Le mois de mars a été particulièrement sombre avec trois journalistes abattus et un autre blessé grièvement. Face au manque de sécurité, le quotidien Diario Norte, basé à Ciudad Juarez, a cessé de paraître.

Veracruz, l’état le plus risqué pour la presse

L’année 2016 avait été marquée par un nombre record de 11 journalistes exécutés, alors que le Mexique figure au 3e rang des pays les plus dangereux pour les journalistes après la Syrie et l’Afghanistan, selon Reporters sans frontières (RSF).

Les assassinats de journalistes ont fortement augmenté depuis 2006 au Mexique, année où le gouvernement a déployé l’armée dans le pays pour lutter contre le narcotrafic. Depuis cette date, il se commet entre trois et dix homicides de journalistes par an, selon des chiffres de l’ONG Articulo 19.

Les efforts du gouvernement pour lutter contre cette situation « ont été insuffisants et la lutte pour rétablir la justice a échoué de façon spectaculaire », a dénoncé début mai le Comité pour la protection des journalistes (CPJ). Dans son rapport intitulé « Pas d’excuse : le Mexique doit briser la spirale de l’impunité en matière d’assassinats de journalistes », l’ONG déplore que le système judiciaire mexicain « soit dysfonctionnel et débordé », ce qui fait que les crimes restent impunis.

L’exercice de la profession de journaliste est particulièrement risqué dans l’Etat de Veracruz, où s’affrontent les cartels du Golfe et des Zetas.
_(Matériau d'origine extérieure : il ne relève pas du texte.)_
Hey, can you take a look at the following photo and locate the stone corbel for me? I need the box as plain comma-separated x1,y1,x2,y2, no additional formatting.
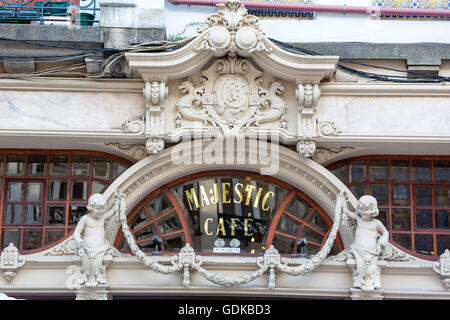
144,80,168,155
296,82,320,158
433,249,450,290
120,80,168,156
0,243,26,283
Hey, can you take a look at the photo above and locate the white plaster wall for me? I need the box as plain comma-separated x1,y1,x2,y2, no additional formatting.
0,91,144,131
164,0,450,43
2,89,449,138
317,96,450,136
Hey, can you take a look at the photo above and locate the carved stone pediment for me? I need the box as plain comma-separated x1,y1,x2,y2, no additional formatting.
176,57,287,135
123,0,340,157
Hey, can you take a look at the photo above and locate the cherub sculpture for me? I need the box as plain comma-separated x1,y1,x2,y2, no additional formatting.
341,194,389,291
73,190,125,287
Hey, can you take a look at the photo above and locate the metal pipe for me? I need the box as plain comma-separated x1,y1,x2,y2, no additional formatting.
168,0,450,17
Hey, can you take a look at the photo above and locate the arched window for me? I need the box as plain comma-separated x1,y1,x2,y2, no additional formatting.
115,171,343,256
328,156,449,260
0,150,133,254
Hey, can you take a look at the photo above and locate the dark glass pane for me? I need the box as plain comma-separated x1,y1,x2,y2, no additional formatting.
301,226,324,245
272,234,295,254
134,224,157,242
138,238,157,253
378,208,389,229
370,184,388,206
350,184,366,199
46,205,66,226
0,154,3,175
331,165,346,184
163,233,186,252
1,229,20,249
285,195,312,221
303,243,320,255
436,210,449,229
434,188,450,207
93,157,110,180
146,193,174,218
92,181,108,194
130,209,152,232
70,180,89,201
412,160,430,182
306,211,328,234
434,160,450,183
415,187,432,207
27,155,47,176
369,160,387,181
437,235,450,256
45,229,65,246
414,234,434,256
26,182,43,201
5,205,22,225
113,162,128,180
393,233,412,251
50,155,68,176
22,229,43,251
391,184,410,206
349,161,366,183
6,155,25,176
48,180,67,201
390,160,410,182
68,205,87,226
24,205,42,225
416,209,432,229
276,214,301,237
157,213,182,235
392,209,411,231
119,237,131,252
71,155,89,177
7,182,23,201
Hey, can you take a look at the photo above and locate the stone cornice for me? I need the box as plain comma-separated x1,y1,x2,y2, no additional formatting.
2,78,450,97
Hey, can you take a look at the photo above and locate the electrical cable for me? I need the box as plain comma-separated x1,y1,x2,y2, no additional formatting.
269,37,450,83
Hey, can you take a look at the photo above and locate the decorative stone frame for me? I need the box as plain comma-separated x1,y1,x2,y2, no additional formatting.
101,141,356,248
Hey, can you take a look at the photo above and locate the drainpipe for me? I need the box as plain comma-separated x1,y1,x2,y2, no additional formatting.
168,0,450,17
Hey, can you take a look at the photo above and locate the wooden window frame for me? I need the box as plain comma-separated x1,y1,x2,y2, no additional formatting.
327,155,450,261
0,150,133,254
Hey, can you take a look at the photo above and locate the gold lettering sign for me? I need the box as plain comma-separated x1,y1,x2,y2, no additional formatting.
183,181,275,212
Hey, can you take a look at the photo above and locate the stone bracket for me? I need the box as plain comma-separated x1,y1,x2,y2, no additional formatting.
433,249,450,290
0,243,26,283
120,80,168,156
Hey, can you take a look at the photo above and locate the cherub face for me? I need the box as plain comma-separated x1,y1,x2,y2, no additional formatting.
87,194,106,219
356,195,379,221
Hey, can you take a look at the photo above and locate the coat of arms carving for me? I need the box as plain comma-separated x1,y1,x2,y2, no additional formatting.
176,57,287,136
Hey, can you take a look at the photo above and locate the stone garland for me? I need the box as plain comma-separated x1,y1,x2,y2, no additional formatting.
117,196,343,289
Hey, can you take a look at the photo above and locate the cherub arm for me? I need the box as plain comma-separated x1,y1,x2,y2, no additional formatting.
73,215,87,247
376,220,389,252
342,200,358,221
103,200,120,220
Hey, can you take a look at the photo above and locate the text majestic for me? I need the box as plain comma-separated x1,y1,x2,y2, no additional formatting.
183,181,275,212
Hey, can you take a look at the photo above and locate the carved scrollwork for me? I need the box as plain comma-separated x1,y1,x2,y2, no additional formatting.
175,57,288,136
194,0,271,57
120,117,145,135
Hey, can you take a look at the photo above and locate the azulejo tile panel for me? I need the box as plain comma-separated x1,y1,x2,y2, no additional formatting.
246,0,316,19
372,0,450,20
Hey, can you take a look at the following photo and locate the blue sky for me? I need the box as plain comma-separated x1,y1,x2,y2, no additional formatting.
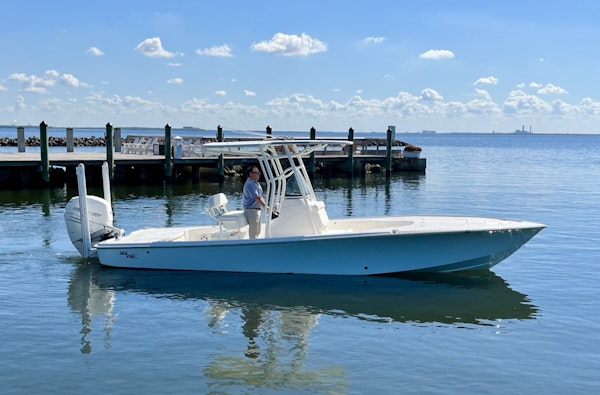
1,1,599,133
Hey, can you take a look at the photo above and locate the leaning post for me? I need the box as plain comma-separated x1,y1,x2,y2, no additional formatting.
164,124,173,184
347,127,355,176
40,121,50,186
105,123,114,179
385,127,393,175
217,125,224,182
309,127,316,174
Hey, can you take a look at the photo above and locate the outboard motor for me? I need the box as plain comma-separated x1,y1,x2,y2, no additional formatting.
65,195,120,257
65,162,123,258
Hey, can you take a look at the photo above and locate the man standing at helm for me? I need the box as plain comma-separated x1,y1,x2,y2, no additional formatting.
243,166,266,239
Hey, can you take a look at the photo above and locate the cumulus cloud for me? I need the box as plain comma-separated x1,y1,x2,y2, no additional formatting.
15,95,26,111
8,70,61,93
167,78,184,84
86,47,104,56
504,90,552,115
60,74,89,88
251,33,327,56
420,88,444,102
215,90,227,96
474,88,493,101
135,37,178,58
537,83,568,95
196,44,233,57
419,49,455,60
363,36,386,45
244,90,256,96
474,76,499,85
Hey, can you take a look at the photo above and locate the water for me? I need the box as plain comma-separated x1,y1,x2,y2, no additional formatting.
1,133,599,394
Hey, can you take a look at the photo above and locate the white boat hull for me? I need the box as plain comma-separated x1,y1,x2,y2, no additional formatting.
95,216,544,275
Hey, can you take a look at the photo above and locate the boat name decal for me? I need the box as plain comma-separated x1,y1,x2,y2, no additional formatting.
119,250,137,259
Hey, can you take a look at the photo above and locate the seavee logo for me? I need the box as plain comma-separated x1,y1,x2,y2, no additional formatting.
119,250,137,259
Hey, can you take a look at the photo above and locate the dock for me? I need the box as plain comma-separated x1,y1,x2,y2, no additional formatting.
0,124,426,189
0,150,425,189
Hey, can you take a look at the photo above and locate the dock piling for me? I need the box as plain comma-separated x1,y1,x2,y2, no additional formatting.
164,124,173,183
347,127,354,176
385,127,393,175
217,125,224,182
66,128,74,152
40,121,49,186
309,127,316,174
105,123,114,179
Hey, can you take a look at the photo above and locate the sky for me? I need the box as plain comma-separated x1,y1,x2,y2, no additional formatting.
1,0,600,134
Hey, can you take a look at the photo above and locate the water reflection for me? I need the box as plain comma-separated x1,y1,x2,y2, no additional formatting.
67,263,537,351
66,262,117,354
65,263,537,391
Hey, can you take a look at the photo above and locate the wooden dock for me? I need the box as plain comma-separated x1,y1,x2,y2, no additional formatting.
0,150,425,189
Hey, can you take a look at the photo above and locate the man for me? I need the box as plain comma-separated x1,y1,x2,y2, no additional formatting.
242,166,266,238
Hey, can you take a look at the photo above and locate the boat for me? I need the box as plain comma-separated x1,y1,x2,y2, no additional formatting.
64,139,545,274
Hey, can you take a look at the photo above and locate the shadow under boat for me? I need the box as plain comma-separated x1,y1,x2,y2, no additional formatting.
73,263,538,327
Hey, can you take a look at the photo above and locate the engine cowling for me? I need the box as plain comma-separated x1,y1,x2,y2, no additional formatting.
65,195,117,257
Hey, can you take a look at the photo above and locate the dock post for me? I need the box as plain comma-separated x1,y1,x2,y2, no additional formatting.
66,127,74,152
385,127,393,175
347,127,354,176
309,127,316,174
105,123,114,179
114,128,122,152
217,125,224,182
39,121,50,186
17,126,25,152
164,124,173,184
266,125,272,138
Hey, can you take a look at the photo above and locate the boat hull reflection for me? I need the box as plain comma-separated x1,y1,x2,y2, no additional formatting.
92,266,537,326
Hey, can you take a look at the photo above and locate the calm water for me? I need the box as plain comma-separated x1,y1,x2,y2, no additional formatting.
1,133,599,394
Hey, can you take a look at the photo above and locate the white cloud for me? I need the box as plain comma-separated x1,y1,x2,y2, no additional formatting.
15,95,26,111
8,70,58,93
134,37,178,58
196,44,233,57
503,90,552,115
474,76,499,86
529,82,542,88
244,90,256,96
419,49,455,60
167,63,182,67
537,83,568,95
215,90,227,96
363,36,386,45
420,88,444,102
251,33,327,56
60,73,89,88
86,47,104,56
167,78,184,84
474,88,492,101
0,84,6,92
578,98,600,116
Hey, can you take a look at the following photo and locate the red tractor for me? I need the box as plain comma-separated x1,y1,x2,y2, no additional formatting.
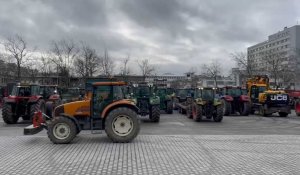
220,86,251,116
2,83,45,124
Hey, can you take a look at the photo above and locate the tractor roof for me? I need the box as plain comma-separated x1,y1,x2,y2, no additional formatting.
93,81,126,86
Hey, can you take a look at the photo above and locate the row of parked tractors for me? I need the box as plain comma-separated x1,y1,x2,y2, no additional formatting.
175,75,300,120
0,76,299,144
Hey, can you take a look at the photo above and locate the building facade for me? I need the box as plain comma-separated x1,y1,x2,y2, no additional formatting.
247,25,300,88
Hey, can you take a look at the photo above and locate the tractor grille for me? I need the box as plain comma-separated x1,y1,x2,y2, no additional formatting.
137,98,149,115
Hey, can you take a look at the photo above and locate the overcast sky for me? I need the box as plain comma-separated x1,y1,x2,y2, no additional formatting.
0,0,299,75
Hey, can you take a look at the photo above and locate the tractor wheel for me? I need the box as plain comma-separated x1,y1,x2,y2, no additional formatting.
166,101,173,114
186,105,193,119
173,98,179,110
2,103,19,124
45,101,54,117
150,105,160,122
222,100,231,116
30,100,45,121
259,105,269,117
192,105,202,122
278,112,288,117
47,116,77,144
240,102,250,116
105,107,140,143
213,105,223,122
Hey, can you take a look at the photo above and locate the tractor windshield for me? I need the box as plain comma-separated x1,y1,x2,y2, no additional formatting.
241,89,247,95
157,89,166,96
11,86,31,96
136,86,150,97
113,86,124,100
226,88,242,97
202,89,214,100
177,89,188,98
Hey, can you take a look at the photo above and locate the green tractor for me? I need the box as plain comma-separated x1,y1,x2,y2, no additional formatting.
187,87,223,122
156,87,174,114
132,83,161,122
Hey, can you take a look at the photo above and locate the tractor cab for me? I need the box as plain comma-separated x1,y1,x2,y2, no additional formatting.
249,85,267,104
91,83,124,118
175,88,194,102
11,84,40,97
39,85,59,99
199,88,215,101
155,87,173,114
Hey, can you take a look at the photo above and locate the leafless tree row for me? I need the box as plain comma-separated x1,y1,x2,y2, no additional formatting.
0,34,158,87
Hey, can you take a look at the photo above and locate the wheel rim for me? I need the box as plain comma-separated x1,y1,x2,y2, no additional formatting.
53,123,71,140
112,115,133,136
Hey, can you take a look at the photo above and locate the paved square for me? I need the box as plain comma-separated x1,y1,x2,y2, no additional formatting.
0,134,300,175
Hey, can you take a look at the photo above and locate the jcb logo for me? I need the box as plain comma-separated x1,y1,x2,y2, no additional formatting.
270,94,287,101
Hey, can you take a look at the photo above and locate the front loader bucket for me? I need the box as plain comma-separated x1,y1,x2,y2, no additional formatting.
23,111,46,135
24,125,44,135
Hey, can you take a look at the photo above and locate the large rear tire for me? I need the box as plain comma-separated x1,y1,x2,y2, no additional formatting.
150,105,160,122
47,117,77,144
186,104,193,119
166,101,173,114
213,105,223,122
192,104,202,122
45,101,54,117
222,99,231,116
240,102,250,116
30,100,45,121
105,107,140,143
2,103,19,124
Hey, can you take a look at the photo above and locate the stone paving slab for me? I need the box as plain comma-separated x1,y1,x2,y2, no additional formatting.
0,135,300,175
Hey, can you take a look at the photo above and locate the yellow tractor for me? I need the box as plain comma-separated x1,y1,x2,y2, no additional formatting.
24,81,140,143
247,75,290,117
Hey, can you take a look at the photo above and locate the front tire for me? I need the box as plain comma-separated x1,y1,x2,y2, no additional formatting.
240,102,250,116
213,105,223,122
186,104,193,119
47,117,77,144
30,100,45,121
105,107,140,143
2,103,19,124
166,101,173,114
192,104,202,122
222,100,231,116
150,105,160,122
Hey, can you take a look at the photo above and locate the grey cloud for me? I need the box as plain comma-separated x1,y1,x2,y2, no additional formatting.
0,0,299,75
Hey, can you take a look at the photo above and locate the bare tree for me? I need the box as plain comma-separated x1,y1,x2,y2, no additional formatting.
231,52,255,77
137,58,155,81
3,34,31,81
99,49,115,76
201,60,222,87
39,53,56,84
49,39,79,87
120,55,131,76
74,43,100,82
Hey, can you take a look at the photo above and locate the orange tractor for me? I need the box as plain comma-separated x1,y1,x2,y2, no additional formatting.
24,81,140,143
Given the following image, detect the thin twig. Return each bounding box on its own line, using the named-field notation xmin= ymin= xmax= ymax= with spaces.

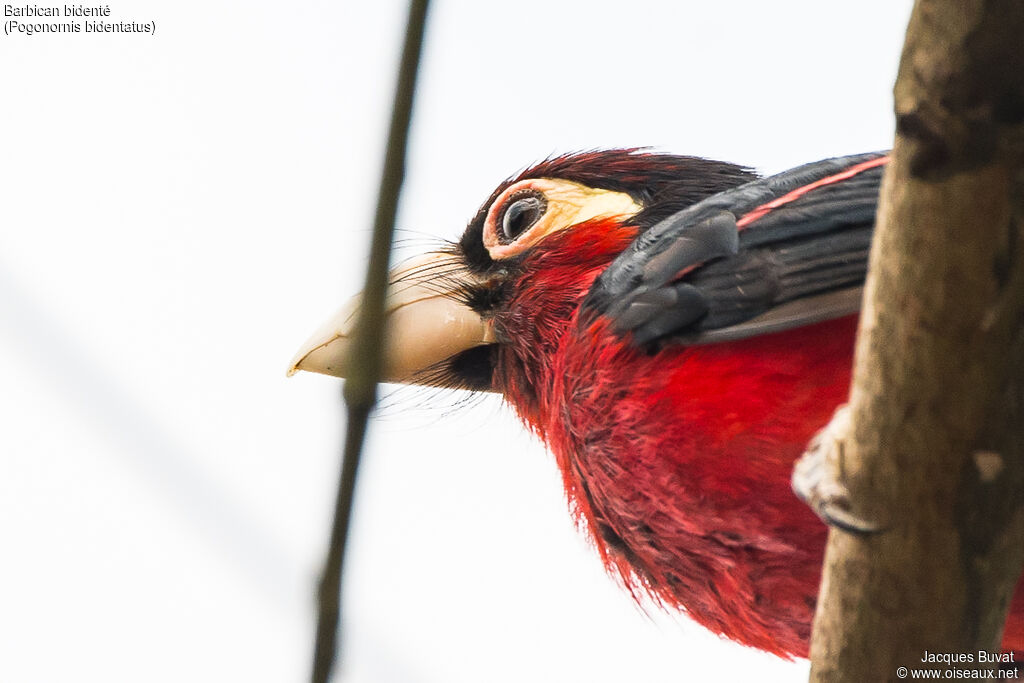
xmin=311 ymin=1 xmax=430 ymax=681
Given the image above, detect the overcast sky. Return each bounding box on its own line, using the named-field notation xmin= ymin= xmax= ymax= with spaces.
xmin=1 ymin=1 xmax=913 ymax=681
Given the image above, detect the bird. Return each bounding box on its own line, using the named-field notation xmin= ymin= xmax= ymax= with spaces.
xmin=290 ymin=149 xmax=1024 ymax=658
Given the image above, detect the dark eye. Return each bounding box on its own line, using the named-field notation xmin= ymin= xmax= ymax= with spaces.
xmin=499 ymin=191 xmax=547 ymax=243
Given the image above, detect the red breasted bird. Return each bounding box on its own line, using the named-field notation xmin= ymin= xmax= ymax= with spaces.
xmin=290 ymin=150 xmax=1024 ymax=658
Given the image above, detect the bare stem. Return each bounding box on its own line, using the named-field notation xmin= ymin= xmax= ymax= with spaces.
xmin=311 ymin=2 xmax=430 ymax=681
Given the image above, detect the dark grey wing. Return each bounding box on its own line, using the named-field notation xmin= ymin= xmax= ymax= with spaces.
xmin=582 ymin=152 xmax=887 ymax=346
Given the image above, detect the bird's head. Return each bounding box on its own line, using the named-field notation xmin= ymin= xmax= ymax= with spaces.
xmin=289 ymin=150 xmax=753 ymax=398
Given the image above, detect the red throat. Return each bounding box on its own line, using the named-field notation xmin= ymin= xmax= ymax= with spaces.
xmin=493 ymin=222 xmax=857 ymax=656
xmin=491 ymin=219 xmax=639 ymax=425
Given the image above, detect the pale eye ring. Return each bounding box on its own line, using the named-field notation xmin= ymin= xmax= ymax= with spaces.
xmin=498 ymin=190 xmax=547 ymax=244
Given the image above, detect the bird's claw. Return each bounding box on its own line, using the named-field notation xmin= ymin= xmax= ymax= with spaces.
xmin=792 ymin=405 xmax=886 ymax=535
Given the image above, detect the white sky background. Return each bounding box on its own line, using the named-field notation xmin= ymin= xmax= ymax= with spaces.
xmin=0 ymin=1 xmax=913 ymax=681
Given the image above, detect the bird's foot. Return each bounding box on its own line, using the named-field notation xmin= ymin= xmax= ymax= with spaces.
xmin=792 ymin=405 xmax=887 ymax=535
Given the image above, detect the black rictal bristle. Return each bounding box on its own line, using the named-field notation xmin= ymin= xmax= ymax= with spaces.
xmin=444 ymin=344 xmax=497 ymax=391
xmin=462 ymin=281 xmax=510 ymax=314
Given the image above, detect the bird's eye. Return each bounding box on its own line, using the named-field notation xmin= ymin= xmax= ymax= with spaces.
xmin=499 ymin=191 xmax=547 ymax=243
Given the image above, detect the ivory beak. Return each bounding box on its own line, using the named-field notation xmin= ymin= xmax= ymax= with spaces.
xmin=288 ymin=252 xmax=496 ymax=385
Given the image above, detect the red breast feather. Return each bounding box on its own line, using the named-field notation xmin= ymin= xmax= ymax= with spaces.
xmin=492 ymin=218 xmax=846 ymax=657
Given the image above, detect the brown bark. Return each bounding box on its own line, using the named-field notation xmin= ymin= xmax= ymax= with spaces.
xmin=805 ymin=1 xmax=1024 ymax=680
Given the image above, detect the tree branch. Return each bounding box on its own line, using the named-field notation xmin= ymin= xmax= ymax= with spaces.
xmin=804 ymin=1 xmax=1024 ymax=680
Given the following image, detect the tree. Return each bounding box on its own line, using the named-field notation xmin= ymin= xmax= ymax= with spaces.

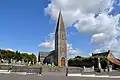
xmin=27 ymin=54 xmax=37 ymax=64
xmin=68 ymin=55 xmax=108 ymax=68
xmin=0 ymin=49 xmax=37 ymax=65
xmin=74 ymin=56 xmax=82 ymax=58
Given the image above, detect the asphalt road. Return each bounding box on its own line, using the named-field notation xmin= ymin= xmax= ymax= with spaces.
xmin=0 ymin=73 xmax=120 ymax=80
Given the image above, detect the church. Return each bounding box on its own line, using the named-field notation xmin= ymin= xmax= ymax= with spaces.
xmin=38 ymin=12 xmax=120 ymax=69
xmin=38 ymin=12 xmax=67 ymax=67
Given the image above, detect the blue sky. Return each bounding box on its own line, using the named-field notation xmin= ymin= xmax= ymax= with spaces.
xmin=0 ymin=0 xmax=51 ymax=54
xmin=0 ymin=0 xmax=120 ymax=58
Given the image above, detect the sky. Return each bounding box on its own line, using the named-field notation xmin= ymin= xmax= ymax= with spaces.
xmin=0 ymin=0 xmax=120 ymax=58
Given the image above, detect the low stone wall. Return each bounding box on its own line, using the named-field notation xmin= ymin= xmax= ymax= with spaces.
xmin=11 ymin=67 xmax=65 ymax=73
xmin=0 ymin=65 xmax=120 ymax=76
xmin=0 ymin=66 xmax=83 ymax=74
xmin=27 ymin=68 xmax=40 ymax=73
xmin=109 ymin=71 xmax=120 ymax=76
xmin=0 ymin=65 xmax=11 ymax=70
xmin=67 ymin=67 xmax=83 ymax=73
xmin=42 ymin=68 xmax=65 ymax=72
xmin=11 ymin=66 xmax=27 ymax=72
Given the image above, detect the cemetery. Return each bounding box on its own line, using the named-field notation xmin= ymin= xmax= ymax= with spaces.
xmin=0 ymin=53 xmax=120 ymax=77
xmin=0 ymin=49 xmax=120 ymax=77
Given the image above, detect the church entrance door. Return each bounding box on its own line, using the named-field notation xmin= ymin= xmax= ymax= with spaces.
xmin=61 ymin=57 xmax=65 ymax=66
Selon le CPJ, au moins six reporters ont péri entre 2010 et 2016 « en représailles directes pour leur travail informatif » dans cet Etat, alors gouverné par Javier Duarte, ex-membre du parti révolutionnaire institutionnel (PRI) du président Enrique Peña Nieto.

Dans son rapport publié en février, RSF estime que l’Etat de Veracruz est la région la plus dangereuse d’Amérique latine pour les journalistes, avec 19 assassinats entre 2000 et 2016.